Even Eduardo Dâmaso, the paper’s deputy director general, writes that “up until now we have never seen the preparation of an attack within a university with this degree of premeditation”.
Dâmaso went so far as to compare João R’s foiled plan to an atrocity carried out by Daesh.
A niche of apparent sanity was found in conversation with the young man’s grandfather 89-year-old Fernando Carreira.
His grandson “doesn’t even know how to pick up a weapon, or a shovel or a handsaw”, said Mr Carreira.
“The PJ has been here and found nothing”, he added. “They went through everything and found nothing.

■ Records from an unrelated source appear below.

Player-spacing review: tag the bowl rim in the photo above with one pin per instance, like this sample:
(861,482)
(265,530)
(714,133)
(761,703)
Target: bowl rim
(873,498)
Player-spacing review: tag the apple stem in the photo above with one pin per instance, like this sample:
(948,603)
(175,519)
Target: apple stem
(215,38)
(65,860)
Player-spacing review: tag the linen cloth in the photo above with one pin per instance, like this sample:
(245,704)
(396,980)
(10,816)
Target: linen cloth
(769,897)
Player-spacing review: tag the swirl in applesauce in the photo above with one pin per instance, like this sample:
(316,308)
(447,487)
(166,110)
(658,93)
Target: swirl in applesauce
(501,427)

I believe another team in Lisbon found weapons, gas bottles… practically an entire power plant!”
The elderly man described his grandson as a “boy who was scared of two or three flies”.
Yet the reporting continues even today, with television journalists interviewing an elderly resident of the apartment in which the young man lived, full of the ‘horror of it all’.
Maria da Conceição told reporters that police had visited the building five times, questioning her on every occasion, before they arrested João R.
Cândida Almeida states the obvious: this kind of treatment of a case that has yet to be thoroughly investigated “foments fear in society and could lead to others trying similar acts”.
In João R’s case we are told the 18-year-old planned to use “gas and fuel” for homemade incendiary devices which he would let off as colleagues were in exams.
The explosions would cause everyone to leave the exam rooms and “run into corridors” where he would be waiting with “a knife of 20 cms” and a crossbow.
As Cândida Almeida has remarked: “Many acts are avoided by police throughout the world – even by our own police – and there is not this publicity around cases, because it is a situation that could create panic and terror. This of course is the wish of terrorists, to provoke terror – if we come to the conclusion that this is a terrorist act. Whatever it was, it is not in any way normal to relate something that did not happen, particularly with this dimension…”
Ms Almeida does not however appear to have many ‘supporters’. Retired prosecutor Maria José Morgado has said the revelations serve to “replace social peace and the truth of the facts”.
The ‘truth of the facts’ however has been changing in front of our eyes as the story progresses.
Initially, this was presented as an obsession revealed over the ‘dark web’ and picked up by diligent agents working for the FBI who immediately contacted counterparts at the PJ because the ‘attack’ was so imminent (it was scheduled, we are told, for shortly after 1.20pm last Friday, the day after João R’s arrest).
On Saturday night however, it became clear that there was no ‘dark web’ involved, nor any kind of FBI tail on it.
João R, with the handle ‘PsychotycNerd’, was simply talking on a gaming channel (which is now used by people at home ‘teleworking’) to a fellow gamer. During their chat, he revealed his nefarious plan.
The gamer, going by the name of ‘Sammy’, emailed the FBI out of genuine concern, and the FBI in turn contacted the PJ.
In other words, the connotation that this was a hideous plot hatched within the bowels of rarified cyberspace has already fallen apart.
Meanwhile a source for the PJ has explained that the force felt obliged to emit the statement it sent out on Thursday because the story was leaked to CNN Portugal.